Weekly Reading: Worldbuilding, Bodily Cognition, and More
Fiction
Late last fall, I started retreading the Farseer trilogy by Robin Hobb, this time in audiobook form. Starting in January, I continued with the Liveship Traders, a follow-on story in the same universe, with a shared character.
What truly strikes me in Hobb’s writing is how evocative her worldbuilding is, particularly when the civilized southlands are contrasted to the northern barbarians of the first trilogy. The subtle social commentary regarding the role of women in society from those same books are hammered in more bluntly now. We are also shown very varying perspectives on what it means to be a Man, Woman, Dragon or Liveship trying to find out who you are, and who you are meant to be. All with very believable characters, who show credible growth across the two first books and into the third.
It’s been 15 or so years since I last read these, and they hold up remarkably well.
Nonfiction
Around January I downloaded The Sociological Imagination by C. Wright Mills onto my Kindle. I’m currently stuck at around 30 %. It’s not you, Mills, it’s me. Turns out, you cant read your Kindle if you dont bring it with you… or take it out of your bag, or bring it up to the nightstand instead of your phone.
I do like the book though. Mills is clearly an accomplished communicator, and is delightfully snarky.
That phone, however, has an RSS reader. This past week, a few articles caught my eye:
Daniel Little writes about a new perspective on how humans think: Bodily Cognition. This is a questioning of the prevailing neuroscientific model of the brain as the Grand Computer, processing inputs and doling out neural responses. Instead, it is more productive to think more holistically about inter- and intrapersonal perception. As Little says:
rather, my suggestion here is that the metaphysical questions about “constitution of cognition” and “the real nature of cognition” might be put aside and the empirical and systematic ways in which human cognitive processes are interwoven with extra-bodily artifacts and processes be investigated in detail.
My social worker heart agrees.
On Faculty Focus, Miriam Bowers-Abbott provides another nail in the coffin in which Bloom’s Taxonomy is slowly being interred. Instead, other models for course design are shown for consideration. Kagan’s model of understanding (comprehension), transforming (inductive/deductive logic) and generating (research skills), as well as taking inspiration from workforce training programs to induce a lifelong love of learning.
I am fortunate to know that at least one of my lecturers agrees with this statement.
Andrew Gelman writes on the University of Columbia Stat blog about how Statistical-significance filtering does more harm than good. This made me turn my head — this is exactly how I am being trained, as Gelman points out.
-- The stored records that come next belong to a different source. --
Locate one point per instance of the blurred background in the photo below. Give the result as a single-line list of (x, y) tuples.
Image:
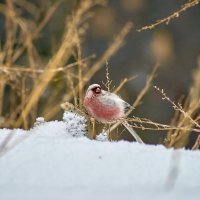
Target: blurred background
[(176, 46)]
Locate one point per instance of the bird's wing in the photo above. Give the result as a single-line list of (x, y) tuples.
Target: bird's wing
[(109, 99)]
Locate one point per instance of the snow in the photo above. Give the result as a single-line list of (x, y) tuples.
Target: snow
[(50, 161)]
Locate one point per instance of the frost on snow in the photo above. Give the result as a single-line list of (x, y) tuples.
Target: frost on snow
[(75, 124)]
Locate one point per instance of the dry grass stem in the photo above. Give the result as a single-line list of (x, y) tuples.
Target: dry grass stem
[(184, 7), (141, 95)]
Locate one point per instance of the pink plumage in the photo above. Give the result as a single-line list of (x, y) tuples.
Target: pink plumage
[(106, 107), (102, 105)]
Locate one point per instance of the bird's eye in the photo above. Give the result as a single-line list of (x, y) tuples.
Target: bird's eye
[(97, 90)]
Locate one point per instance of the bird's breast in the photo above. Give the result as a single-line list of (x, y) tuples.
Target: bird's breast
[(103, 112)]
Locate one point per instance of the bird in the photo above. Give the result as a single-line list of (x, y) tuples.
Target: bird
[(107, 107)]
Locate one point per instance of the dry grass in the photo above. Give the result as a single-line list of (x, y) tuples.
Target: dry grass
[(176, 14), (27, 76)]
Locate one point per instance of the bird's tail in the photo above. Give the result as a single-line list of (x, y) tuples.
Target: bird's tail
[(132, 132)]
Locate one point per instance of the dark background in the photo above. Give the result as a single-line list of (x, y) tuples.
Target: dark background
[(176, 46)]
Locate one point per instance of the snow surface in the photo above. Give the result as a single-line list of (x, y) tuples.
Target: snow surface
[(48, 162)]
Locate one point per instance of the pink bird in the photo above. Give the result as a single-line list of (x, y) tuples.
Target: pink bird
[(107, 107)]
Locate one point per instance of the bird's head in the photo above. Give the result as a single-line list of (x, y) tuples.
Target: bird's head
[(94, 89)]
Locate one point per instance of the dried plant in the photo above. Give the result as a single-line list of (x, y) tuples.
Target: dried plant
[(176, 14), (187, 116)]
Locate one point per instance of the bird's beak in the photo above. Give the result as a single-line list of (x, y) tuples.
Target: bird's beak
[(98, 90)]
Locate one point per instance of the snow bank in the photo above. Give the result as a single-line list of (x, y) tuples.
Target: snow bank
[(50, 163)]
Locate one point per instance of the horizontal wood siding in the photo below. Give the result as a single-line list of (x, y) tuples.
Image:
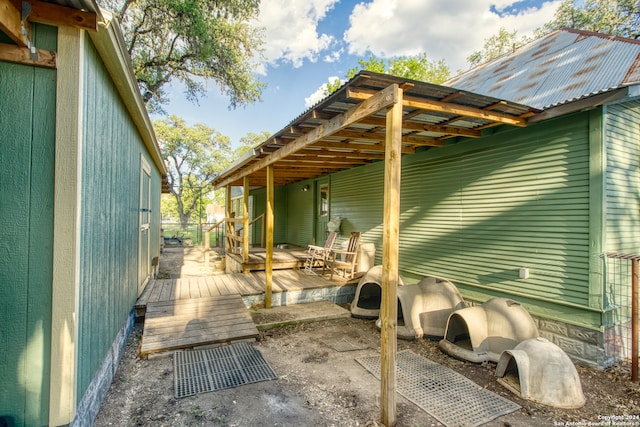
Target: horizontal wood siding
[(356, 196), (27, 120), (622, 130), (279, 212), (109, 216), (300, 208), (477, 211)]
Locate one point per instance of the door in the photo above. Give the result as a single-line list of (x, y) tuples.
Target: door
[(322, 211), (144, 262)]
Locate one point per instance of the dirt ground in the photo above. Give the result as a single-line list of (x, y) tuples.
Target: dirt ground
[(318, 386)]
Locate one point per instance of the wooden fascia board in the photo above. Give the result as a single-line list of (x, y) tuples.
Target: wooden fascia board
[(425, 127), (22, 55), (447, 107), (10, 23), (358, 147), (372, 104), (109, 42), (49, 13)]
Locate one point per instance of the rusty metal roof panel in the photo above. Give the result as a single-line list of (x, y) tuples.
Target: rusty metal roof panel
[(86, 5), (564, 66)]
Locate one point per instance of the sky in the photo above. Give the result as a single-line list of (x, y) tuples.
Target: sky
[(310, 42)]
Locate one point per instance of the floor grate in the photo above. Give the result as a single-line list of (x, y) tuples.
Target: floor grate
[(451, 398), (200, 371)]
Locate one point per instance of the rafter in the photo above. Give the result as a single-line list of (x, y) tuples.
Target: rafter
[(328, 145), (445, 107), (10, 23), (377, 102), (50, 13), (22, 55)]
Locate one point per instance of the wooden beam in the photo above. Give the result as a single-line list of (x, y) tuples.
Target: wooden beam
[(422, 141), (245, 220), (50, 13), (269, 226), (390, 250), (230, 226), (22, 55), (377, 102), (447, 107), (10, 19), (328, 145)]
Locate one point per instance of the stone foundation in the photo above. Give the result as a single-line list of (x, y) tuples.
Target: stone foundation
[(89, 406), (335, 294)]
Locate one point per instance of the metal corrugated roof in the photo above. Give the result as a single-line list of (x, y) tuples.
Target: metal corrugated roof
[(564, 66), (86, 5), (433, 114)]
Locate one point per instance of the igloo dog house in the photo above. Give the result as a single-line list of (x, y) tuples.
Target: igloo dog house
[(423, 308), (366, 302), (540, 371), (482, 333)]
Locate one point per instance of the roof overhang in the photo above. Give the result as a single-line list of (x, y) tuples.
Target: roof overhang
[(348, 128), (16, 16)]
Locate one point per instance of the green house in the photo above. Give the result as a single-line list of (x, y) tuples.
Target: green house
[(518, 178), (80, 181)]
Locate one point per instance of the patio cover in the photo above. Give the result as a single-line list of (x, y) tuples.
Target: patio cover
[(371, 118), (347, 129)]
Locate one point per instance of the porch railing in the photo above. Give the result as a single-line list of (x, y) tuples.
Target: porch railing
[(234, 235)]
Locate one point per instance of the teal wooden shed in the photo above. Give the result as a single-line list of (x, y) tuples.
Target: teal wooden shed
[(518, 178), (80, 188)]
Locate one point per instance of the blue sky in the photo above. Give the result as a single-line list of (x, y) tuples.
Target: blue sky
[(310, 41)]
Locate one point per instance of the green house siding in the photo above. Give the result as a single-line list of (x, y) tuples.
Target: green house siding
[(27, 114), (479, 210), (300, 206), (357, 198), (279, 212), (109, 224), (622, 130)]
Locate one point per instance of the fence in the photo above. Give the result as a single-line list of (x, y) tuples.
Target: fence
[(191, 235), (621, 308)]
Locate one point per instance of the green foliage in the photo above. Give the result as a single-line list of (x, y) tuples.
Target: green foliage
[(614, 17), (415, 67), (249, 141), (194, 156), (193, 41), (495, 46), (418, 67)]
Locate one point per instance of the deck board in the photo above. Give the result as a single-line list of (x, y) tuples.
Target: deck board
[(176, 324), (244, 284)]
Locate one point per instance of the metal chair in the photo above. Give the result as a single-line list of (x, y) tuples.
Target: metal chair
[(317, 255), (345, 260)]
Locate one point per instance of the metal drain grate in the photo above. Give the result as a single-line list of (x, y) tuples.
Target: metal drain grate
[(451, 398), (199, 371)]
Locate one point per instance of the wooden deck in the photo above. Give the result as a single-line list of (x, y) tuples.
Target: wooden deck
[(257, 260), (243, 284), (196, 311), (177, 324)]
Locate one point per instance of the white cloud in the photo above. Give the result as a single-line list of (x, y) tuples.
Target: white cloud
[(319, 94), (333, 56), (291, 30), (449, 30)]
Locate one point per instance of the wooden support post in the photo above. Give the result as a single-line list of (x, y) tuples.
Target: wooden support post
[(634, 320), (245, 220), (269, 245), (230, 225), (390, 244)]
At least now, I know about the pitfalls involved.
Mike Sosteric gives me this week’s helping of we are all FUCKED. Dammit.
Through a Reddit thread (which I cant resurface right now), I’ve added some sociology-adjacent podcasts to my rotation. I’ve listened to a few episodes of Thinking Allowed, and the episodes on snobbery and the class ceiling were particularly apropos my current courses. The one on snobbery also presented a classist angle to my discussion on middle-class yearning for authenticity: It is a form of class distinction, of saying ‘I am not common!’. Sometimes while appropriating the attire and artifacts of ‘common’ people.